Un silence s'installe.
Puis un autre.
Personne ne comprend encore.
Vous relevez le menton et laissez glisser le châle juste assez pour qu'ils voient que vous ne vous cachez pas. Vos cheveux abîmés sont maintenant inégaux, cassants par endroits, mais votre expression est calme d'une manière qui trouble l'atmosphère plus que n'importe quelles larmes.
« J’ai passé onze ans dans cette entreprise à apprendre que la pire chose à faire aux personnes complexées, c’est de les supporter en public », dites-vous. « Alors, je vais faire en sorte que ce soir soit efficace. Quiconque a tenté de m’humilier a échoué. Quiconque pensait que la gêne me ferait baisser sa garde s’est trompé. »

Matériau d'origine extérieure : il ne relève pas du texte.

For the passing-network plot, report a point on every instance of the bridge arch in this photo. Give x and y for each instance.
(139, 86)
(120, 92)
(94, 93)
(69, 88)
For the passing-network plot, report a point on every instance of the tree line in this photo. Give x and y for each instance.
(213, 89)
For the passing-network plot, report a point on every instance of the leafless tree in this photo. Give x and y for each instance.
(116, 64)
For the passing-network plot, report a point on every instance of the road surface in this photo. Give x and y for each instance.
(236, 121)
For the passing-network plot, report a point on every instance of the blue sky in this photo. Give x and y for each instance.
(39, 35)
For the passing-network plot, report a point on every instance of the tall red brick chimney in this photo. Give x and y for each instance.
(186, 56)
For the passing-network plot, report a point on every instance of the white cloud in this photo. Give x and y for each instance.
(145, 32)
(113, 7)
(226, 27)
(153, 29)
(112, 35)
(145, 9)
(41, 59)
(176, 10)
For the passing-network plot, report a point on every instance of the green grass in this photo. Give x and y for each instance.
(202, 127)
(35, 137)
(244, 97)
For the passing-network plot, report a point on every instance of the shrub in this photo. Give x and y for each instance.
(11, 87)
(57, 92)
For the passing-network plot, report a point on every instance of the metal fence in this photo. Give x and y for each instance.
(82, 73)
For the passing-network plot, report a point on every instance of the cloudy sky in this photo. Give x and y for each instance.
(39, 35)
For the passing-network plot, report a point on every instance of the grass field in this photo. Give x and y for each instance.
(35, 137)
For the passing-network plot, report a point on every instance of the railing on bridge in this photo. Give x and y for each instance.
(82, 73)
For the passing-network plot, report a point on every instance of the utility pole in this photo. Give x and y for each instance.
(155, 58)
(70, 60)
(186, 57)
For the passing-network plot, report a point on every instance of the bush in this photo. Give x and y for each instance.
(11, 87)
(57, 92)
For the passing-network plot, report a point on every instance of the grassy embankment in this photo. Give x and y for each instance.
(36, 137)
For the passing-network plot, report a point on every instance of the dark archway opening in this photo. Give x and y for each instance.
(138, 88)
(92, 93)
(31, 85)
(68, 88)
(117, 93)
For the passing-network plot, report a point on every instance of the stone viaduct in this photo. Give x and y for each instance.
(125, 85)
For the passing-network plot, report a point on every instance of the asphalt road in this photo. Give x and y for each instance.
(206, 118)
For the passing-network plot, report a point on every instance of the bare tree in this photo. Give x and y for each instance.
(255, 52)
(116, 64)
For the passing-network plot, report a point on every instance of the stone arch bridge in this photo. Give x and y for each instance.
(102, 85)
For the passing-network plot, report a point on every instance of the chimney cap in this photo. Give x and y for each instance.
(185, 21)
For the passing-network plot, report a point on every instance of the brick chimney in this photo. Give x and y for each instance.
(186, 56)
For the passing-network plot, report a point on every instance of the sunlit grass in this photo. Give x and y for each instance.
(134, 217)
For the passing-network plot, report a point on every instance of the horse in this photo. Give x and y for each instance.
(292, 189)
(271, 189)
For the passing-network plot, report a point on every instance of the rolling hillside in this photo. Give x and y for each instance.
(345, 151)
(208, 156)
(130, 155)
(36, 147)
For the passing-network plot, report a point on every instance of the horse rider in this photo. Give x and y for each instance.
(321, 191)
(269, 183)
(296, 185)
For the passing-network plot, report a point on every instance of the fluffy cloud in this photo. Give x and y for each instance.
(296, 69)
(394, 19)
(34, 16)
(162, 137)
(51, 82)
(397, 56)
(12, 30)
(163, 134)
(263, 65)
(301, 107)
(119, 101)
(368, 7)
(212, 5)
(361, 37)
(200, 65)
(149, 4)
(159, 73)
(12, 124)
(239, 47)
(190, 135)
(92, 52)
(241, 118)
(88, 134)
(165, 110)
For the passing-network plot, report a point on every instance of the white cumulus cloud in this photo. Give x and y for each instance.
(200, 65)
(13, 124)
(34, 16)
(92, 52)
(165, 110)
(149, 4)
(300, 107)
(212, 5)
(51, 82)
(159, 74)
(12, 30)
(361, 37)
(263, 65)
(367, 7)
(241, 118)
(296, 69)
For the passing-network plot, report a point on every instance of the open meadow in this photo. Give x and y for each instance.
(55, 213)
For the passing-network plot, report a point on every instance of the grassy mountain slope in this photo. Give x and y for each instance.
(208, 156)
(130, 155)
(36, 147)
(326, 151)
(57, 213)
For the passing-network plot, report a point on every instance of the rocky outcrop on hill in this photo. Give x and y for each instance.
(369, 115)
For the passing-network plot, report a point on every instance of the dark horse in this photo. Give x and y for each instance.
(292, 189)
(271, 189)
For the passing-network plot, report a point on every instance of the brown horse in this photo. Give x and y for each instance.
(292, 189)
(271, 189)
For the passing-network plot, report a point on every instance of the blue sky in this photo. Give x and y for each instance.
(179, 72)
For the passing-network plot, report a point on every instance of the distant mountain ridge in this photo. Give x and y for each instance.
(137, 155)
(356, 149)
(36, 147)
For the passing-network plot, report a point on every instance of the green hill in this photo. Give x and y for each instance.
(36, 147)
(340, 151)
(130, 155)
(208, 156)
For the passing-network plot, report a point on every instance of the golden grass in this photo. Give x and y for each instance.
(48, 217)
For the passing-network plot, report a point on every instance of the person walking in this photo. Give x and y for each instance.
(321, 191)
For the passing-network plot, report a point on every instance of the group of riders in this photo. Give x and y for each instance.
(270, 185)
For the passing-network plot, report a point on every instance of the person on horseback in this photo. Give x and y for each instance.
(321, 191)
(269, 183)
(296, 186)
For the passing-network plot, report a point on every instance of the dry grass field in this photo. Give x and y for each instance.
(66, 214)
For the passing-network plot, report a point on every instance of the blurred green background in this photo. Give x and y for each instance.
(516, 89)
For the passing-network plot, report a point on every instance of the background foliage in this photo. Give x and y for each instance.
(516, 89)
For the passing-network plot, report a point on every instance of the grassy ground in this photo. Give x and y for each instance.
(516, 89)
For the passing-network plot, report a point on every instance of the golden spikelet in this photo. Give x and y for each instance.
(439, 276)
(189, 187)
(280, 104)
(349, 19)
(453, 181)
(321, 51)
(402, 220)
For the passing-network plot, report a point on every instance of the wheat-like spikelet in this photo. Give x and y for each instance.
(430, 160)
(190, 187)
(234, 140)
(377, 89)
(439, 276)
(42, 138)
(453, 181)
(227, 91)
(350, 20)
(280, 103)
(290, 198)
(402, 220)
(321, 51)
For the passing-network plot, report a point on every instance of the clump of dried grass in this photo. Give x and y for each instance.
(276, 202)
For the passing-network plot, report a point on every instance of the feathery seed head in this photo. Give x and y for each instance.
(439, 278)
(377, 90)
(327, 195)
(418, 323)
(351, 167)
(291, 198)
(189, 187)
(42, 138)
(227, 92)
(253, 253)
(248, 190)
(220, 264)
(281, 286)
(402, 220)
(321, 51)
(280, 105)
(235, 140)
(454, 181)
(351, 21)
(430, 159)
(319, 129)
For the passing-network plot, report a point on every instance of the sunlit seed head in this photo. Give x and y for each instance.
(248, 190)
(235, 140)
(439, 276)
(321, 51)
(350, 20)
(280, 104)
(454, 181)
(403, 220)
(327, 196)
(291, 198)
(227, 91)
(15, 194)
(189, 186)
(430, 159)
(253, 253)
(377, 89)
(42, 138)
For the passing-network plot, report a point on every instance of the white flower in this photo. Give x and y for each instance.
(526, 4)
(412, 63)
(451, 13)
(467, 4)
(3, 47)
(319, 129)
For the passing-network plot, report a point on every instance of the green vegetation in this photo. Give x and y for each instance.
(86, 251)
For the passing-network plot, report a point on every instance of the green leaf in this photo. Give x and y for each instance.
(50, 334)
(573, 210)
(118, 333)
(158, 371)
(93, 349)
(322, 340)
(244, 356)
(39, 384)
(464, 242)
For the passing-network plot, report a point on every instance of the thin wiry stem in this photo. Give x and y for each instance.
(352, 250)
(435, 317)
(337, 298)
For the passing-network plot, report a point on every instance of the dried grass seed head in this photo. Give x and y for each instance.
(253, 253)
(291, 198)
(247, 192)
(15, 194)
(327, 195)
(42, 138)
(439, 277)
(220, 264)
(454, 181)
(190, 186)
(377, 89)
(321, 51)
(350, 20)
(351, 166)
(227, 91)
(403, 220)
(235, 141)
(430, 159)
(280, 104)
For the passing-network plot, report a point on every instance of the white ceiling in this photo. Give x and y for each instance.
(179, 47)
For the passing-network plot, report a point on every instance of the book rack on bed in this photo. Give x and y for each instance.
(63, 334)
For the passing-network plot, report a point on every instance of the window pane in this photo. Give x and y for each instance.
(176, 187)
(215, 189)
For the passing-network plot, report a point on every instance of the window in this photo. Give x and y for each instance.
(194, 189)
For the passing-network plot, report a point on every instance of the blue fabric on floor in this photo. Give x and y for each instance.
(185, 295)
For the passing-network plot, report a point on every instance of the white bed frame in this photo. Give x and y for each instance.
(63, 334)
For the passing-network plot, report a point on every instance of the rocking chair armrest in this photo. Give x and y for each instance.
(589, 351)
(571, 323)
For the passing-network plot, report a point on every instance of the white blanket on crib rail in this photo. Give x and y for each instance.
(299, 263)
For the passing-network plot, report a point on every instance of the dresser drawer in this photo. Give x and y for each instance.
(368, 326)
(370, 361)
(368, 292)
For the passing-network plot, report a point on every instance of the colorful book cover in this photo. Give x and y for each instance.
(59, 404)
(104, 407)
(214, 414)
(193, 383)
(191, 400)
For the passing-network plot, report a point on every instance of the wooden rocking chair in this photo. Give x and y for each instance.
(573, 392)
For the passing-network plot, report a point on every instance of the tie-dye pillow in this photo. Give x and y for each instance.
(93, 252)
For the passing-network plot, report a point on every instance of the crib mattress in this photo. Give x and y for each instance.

Le président du conseil d'administration, Arthur Whitmore, se remue sur son siège.
Il a la soixantaine, les cheveux argentés, un style impeccable et la réputation de ne parler qu'en cas d'absolue nécessité. Cet après-midi, à 14 h 14, il vous avait convoqué dans une salle de réunion privée pour vous annoncer votre promotion au poste de directeur de la stratégie. Quatre minutes plus tard, votre avocat de famille vous a appelé de Boston avec une nouvelle encore plus importante.
À 2 h 23, votre vie entière s'était scindée en Avant et Après.
« Ma promotion, dites-vous, est toujours d'actualité. En fait, cette soirée s'est avérée très importante pour moi. Car pendant que certains s'adonnaient à de mesquins sabotages, je gérais quelque chose de bien plus important. »
Maintenant, Arthur vous regarde différemment.
Non pas avec pitié.
Avec curiosité.
Vous prenez une inspiration et laissez la phrase suivante se poser sans encombre.
« Ce matin, j’ai hérité du contrôle de Cárdenas Global Holdings. »
Le silence qui suit n'est plus social.
C'est structurel.
Dans le monde de la finance américaine, certains noms sont indissociables de Cárdenas Global : capital-investissement, infrastructures, transport maritime, énergie, hôtellerie, médias, logistique, obligations, ports, centres de données, et un endettement à long terme suffisamment important pour inquiéter les gouvernements. L’entreprise fait rarement la une des journaux, car elle privilégie l’influence à la notoriété. Mais dans cette salle de bal, tout le monde comprend sa valeur.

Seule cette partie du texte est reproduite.